1. Other-enhancement means flattery. A person attempts to praise the qualities/achievements of the other person. Flattery is effective (more so at a sub-conscious level) and even you are inclined to be influenced by it.

2. Opinion conformity is conforming to the opinions of the target person. An individual expresses values, beliefs, or opinions that are known to be held (or can reasonably be assumed to be held) by the target person. It is believed that people like those with apparently similar values.

3. Rendering favors. A person tries to ingratiate himself or herself to the decision-maker by rendering favors over and above the call of duty.

4. Self-presentation is to present one's own attributes or to behave in a manner that the other would approve and like.

Following are some ingratiation items used by applicants:

1. I praised the organization.
2. I complimented the interviewer or organization.
3. I discussed non-job-related topics about which the recruiter and I share similar opinions.
4. I discussed interests I shared in common with the recruiter.
5. I found out what kind of person the organization was seeking and explained how I fit in.
6. I indicated my interest in the position and the company.
7. I indicated my enthusiasm for working for this organization.
8. I smiled a lot or used other friendly non-verbal behaviors.
9. I maintained eye contact with the interviewer.

Sounds easy to comprehend? There is a catch. Under the circumstances, the motive for ingratiation is quite obvious and the other person may see through the act. The skill is that one should be able to ingratiate without being obvious about it. The art is to do it and yet not be apparent about it. For example, conformity with the other’s opinion can be preceded by sufficient resistance.

Of course, there should be some fit between the qualifications and what the recruiter is looking for. If you have an advanced diploma in belly dancing and were even voted the most popular senior at college, you probably wouldn’t be selected at Google for the post of chief technology officer.
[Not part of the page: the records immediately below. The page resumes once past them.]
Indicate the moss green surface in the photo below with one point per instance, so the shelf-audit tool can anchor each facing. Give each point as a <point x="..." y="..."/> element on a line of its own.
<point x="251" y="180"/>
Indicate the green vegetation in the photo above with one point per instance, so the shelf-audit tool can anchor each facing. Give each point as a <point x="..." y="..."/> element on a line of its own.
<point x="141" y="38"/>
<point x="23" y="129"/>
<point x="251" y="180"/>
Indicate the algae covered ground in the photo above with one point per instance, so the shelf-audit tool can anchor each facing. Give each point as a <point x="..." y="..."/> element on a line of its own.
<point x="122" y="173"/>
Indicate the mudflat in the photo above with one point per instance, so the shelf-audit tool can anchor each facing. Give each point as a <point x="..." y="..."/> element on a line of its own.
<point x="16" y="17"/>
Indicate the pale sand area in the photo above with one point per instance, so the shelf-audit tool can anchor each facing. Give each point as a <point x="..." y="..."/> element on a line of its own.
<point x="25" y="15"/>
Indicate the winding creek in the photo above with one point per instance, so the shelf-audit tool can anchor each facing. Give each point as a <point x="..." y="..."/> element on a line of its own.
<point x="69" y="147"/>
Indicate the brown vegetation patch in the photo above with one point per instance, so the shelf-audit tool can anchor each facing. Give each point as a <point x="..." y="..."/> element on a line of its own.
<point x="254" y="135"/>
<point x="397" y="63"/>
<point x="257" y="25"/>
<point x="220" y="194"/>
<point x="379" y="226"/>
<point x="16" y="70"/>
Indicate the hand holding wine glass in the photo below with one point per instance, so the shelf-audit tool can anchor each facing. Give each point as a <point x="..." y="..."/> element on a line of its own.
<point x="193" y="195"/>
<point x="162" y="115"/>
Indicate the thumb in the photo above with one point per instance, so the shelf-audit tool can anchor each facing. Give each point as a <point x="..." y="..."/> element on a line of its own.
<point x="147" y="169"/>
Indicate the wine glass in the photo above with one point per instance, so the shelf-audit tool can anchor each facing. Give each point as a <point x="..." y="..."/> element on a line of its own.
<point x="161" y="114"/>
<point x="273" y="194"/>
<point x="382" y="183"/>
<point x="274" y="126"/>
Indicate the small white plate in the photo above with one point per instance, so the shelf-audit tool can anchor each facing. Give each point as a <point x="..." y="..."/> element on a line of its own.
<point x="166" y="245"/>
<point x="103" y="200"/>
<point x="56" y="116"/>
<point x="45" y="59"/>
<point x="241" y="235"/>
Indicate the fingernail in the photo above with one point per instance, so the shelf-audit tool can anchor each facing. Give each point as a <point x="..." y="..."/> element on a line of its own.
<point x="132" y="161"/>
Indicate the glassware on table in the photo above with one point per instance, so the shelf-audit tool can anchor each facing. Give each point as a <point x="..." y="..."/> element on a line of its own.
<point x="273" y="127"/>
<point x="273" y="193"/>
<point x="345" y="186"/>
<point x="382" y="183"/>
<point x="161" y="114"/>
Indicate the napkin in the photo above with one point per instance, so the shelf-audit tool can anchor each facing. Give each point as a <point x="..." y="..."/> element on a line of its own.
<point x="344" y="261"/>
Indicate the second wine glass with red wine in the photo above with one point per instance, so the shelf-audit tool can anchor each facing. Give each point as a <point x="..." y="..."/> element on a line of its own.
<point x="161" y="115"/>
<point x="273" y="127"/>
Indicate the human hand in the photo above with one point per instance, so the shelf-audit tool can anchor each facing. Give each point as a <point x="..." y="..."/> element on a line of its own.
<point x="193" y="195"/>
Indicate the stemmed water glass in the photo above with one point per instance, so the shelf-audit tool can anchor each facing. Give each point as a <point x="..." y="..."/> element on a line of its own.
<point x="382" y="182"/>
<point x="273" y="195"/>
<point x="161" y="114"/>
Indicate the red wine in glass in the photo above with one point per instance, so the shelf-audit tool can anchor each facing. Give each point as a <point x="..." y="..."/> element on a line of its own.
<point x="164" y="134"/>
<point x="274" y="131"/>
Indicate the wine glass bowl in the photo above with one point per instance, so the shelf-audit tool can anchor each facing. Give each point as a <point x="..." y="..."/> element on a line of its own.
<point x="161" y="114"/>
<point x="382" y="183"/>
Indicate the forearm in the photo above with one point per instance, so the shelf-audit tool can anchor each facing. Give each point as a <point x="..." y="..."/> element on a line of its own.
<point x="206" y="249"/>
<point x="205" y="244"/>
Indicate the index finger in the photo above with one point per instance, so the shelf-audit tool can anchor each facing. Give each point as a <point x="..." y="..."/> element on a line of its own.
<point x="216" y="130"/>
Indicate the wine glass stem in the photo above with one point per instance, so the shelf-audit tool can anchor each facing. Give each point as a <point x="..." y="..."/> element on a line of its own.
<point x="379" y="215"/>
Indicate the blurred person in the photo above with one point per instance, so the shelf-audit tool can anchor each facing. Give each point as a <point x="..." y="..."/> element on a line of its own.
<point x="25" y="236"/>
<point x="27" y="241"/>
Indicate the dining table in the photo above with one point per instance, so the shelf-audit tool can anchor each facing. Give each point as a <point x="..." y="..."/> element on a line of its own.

Higgins CA, Judge TA. The effect of applicant influence tactics on recruiter perceptions of fit and hiring recommendations: a field study. J Appl Psychol. 2004;89:622-32. [PDF]


VSB said...

Sometimes the interviewer(s) is herself or himself quite a paradox unto themselves and it leaves you quite puzzeled as to the nature of the manpower and skills they are looking for. Mirror images are good for the ego but then they do not ensure the progress of the organisation by the way of new thought process and approach to work.

VS said...

I agree, but for me it is more fascinating to understand how a man's thoughts (its difficult to understand a woman's thoughts they say)work and if those can be influenced, to achieve what you want without raising any doubts.

elisa freschi said...

I have a lateral point: I would not recommend pleasing too much your interviewer (even if you can do it without being obvious) because then YOU might feel like you deserve something back from her (and feel bad if you don't get it). Similarly, you might yourself fail to understand whether you really want the job.
Whenever I have to hire people (it happens rarely, and they are always not going to be paid, so I guess it is not a standard case…) I rather try to figure out whether they will really enjoy what they might be going to do. It is not just me who have to learn about them, I guess they have to learn something through the interview, too.

VS said...

I agree Elisa. It has also been shown that immediate supervisors are more keen to see the correlation between the prospective employee and the work. However, there are many people who would like to believe that they need to speak less and their records would get them through.